The University Record, March 25, 2002

Former U-M athletics booster Eddie Martin indicted

By Laurel Thomas Gnagey

Nearly five years after Ed Martin was banned from all University involvement, a federal grand jury has issued an eight-count indictment against the former U-M sports booster, his wife and another man, accusing the three of illegal gambling and money laundering.

The indictment, handed down March 21, alleges that from 1988 to 1999, Martin organized and ran an illegal lottery through his place of employment, Ford Motor Company–River Rouge. Martin is a retired engineer from the plant. He also is accused of running a gambling business, conspiracy to launder money, and two counts of using laundered money to “engage in monetary transactions.” Martin’s wife, Hilda, and Clarence Malvo are named in the indictment as co-conspirators.

A rollover accident in February 1996, involving members of the U-M basketball team, marked the beginning of a lengthy investigation into Martin’s activities. The students involved in the accident were alleged to have been at a function in Detroit linked to Martin. It was later revealed that the former sports booster allegedly had given sizable sums of money and other items, including cars and airline tickets, to several U-M players. Four of the players are identified in the federal indictment.

“I deeply regret that former athletes are alleged to have accepted loans while they were at the University,” says Interim President B. Joseph White. “Nothing is more important to us than to have our athletic programs adhere to the highest levels of integrity.

“A considerable amount of time has passed since the alleged events occurred.
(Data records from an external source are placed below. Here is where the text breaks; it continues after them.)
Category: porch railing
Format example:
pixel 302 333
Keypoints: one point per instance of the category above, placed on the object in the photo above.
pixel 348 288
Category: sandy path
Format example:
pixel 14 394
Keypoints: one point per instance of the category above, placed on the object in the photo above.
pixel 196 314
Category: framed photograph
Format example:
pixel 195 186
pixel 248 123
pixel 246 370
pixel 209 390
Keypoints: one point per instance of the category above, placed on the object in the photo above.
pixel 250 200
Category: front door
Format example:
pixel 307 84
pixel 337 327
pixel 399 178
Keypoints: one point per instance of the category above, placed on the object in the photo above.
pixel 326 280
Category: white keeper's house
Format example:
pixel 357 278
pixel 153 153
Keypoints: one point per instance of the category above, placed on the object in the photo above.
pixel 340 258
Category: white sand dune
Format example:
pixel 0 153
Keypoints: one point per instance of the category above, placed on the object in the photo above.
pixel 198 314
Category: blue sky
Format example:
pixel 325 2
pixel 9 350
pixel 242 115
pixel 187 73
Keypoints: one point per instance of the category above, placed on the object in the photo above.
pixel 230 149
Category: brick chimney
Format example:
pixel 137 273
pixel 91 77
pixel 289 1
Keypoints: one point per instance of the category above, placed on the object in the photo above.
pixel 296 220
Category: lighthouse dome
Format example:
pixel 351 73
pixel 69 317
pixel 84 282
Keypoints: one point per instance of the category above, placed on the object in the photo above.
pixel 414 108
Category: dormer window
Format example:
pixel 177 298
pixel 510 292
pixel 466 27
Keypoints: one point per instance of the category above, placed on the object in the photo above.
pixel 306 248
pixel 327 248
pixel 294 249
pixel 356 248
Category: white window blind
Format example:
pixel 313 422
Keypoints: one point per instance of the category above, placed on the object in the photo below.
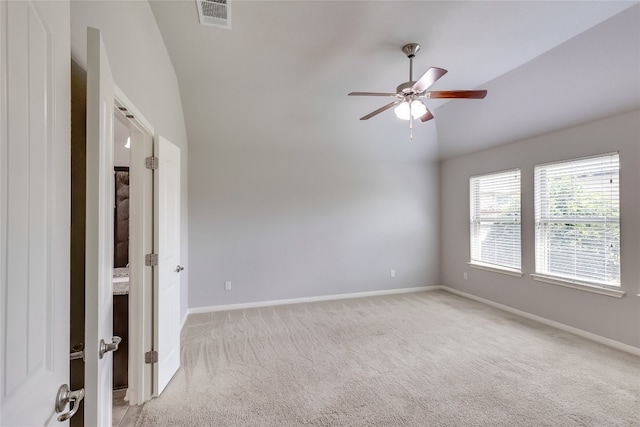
pixel 577 215
pixel 495 219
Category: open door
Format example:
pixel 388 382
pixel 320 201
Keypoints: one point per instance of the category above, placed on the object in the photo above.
pixel 34 211
pixel 99 342
pixel 167 281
During that time, University and Athletic Department leadership have committed themselves to policies, processes and the requisite environment to ensure ethical conduct and compliance with rules in all of our athletic programs,” White says.

Once the University learned of the gifts and Martin’s alleged involvement with members of the basketball team, it launched an immediate internal investigation. The University’s plan of correction met with approval of the NCAA and the Big Ten.

“We have been cooperating with federal agencies, with the NCAA and with the Big Ten for the last five years,” says Marvin Krislov, vice president and general counsel, in a statement issued March 21. “We have conducted multiple investigations, and those investigations have led to a number of corrective actions in order to strengthen our compliance and to ensure that our programs meet the highest standards of integrity.

“The federal government has available to it a number of investigative tools, including the power of the subpoenas and the grand jury, so it is not surprising that a federal investigation would result in more information than what the University was able to obtain through our own voluntary inquiries. As we learn more, we will determine what additional investigation, if any, should be conducted. We will consult with the NCAA and others in making this decision.”

“As far as we are concerned, these matters are in the past, and we will continue to move forward. We are committed to building the Michigan basketball program the right way,” says current Head Coach Tommy Amaker.

White notes that he has “the highest confidence in Bill Martin, our athletic director, Tommy Amaker, our men’s basketball head coach, and the other coaches and staff to whom we entrust our student athletes and the reputation of the University of Michigan. They know and share my expectations about the integrity of Michigan athletics.

“We intend to cooperate fully, as we have in the past, with investigative and oversight processes that may unfold as more information becomes available in the days ahead,” he says.